Собрание военных повестей в одном томе
А мать в тот вечер долго не ложилась спать: все ждала сына. Она, конечно, сразу почувствовала его отчужденность и вздохнула, когда он, придя, молча завалился на кровать, потом всплакнула и сказала, что он еще мал и не понимает всего, что нужно было б понять. Какая-то жалость к матери на мгновение шевельнулась в его душе, но понять мать окончательно он, действительно, не мог, а главное – не хотел.
Что-то в нем ожесточилось, он утратил свою прежнюю искренность, избегал оставаться с ней наедине. И когда год назад мать привела в дом Кузьмиченкова и сказала, что он теперь будет его отцом, Василек понял: тут ему оставаться нельзя.
Два дня спустя он взял новую рубаху, зимнюю отцовскую шапку, три червонца полученных накануне денег и отправился на станцию.

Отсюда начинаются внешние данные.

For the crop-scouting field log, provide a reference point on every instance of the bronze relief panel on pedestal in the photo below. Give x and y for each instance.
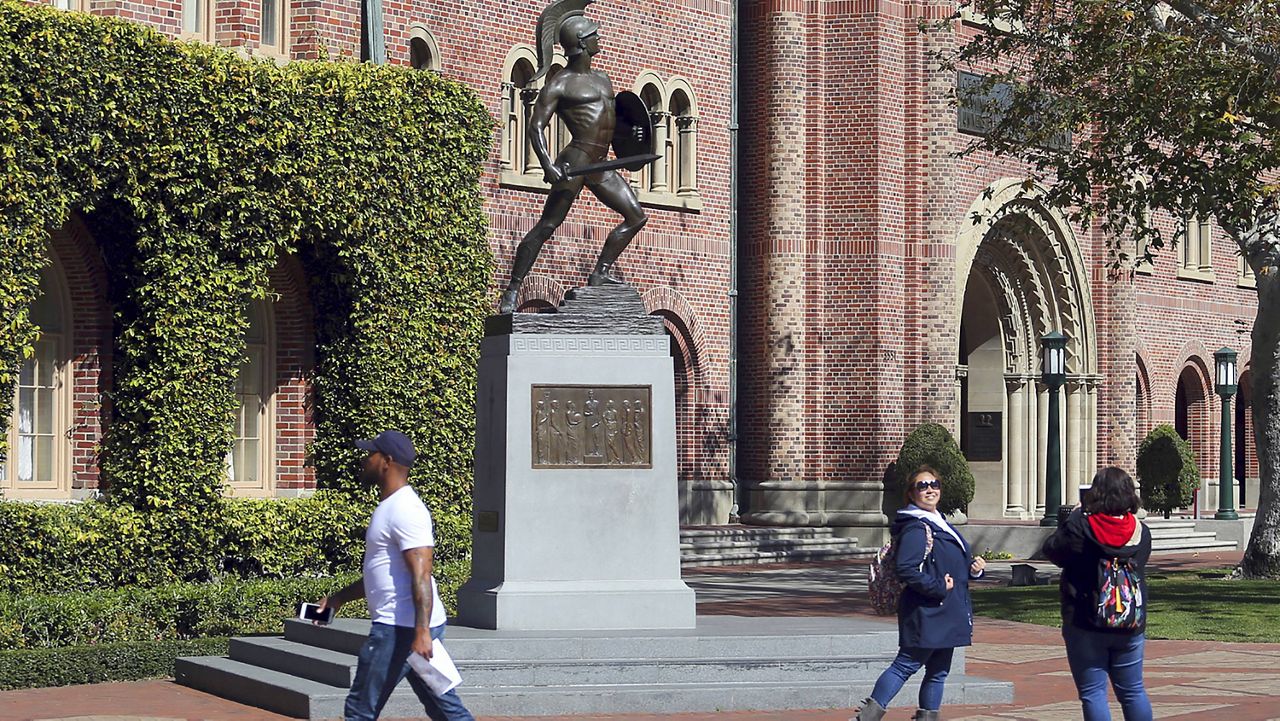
(584, 427)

Там сел в пригородный поезд и поехал в Витебск. В его кармане лежала потрепанная газета с объявлением о приеме учащихся в школу ФЗО. Так Василь Глечик перешел на свой хлеб.
Дома он не сказал никому, куда поехал, за что и на кого обиделся. Мать, видно, немало пережила, пока отыскала его в Витебске, приехала, просила вернуться, а главное – не обижаться, но он молчал, ни слова не сказал ей при встрече, не отвечал на письма. В начале войны он узнал, что Кузьмиченков пошел в армию, а мать с Насточкой остались одни.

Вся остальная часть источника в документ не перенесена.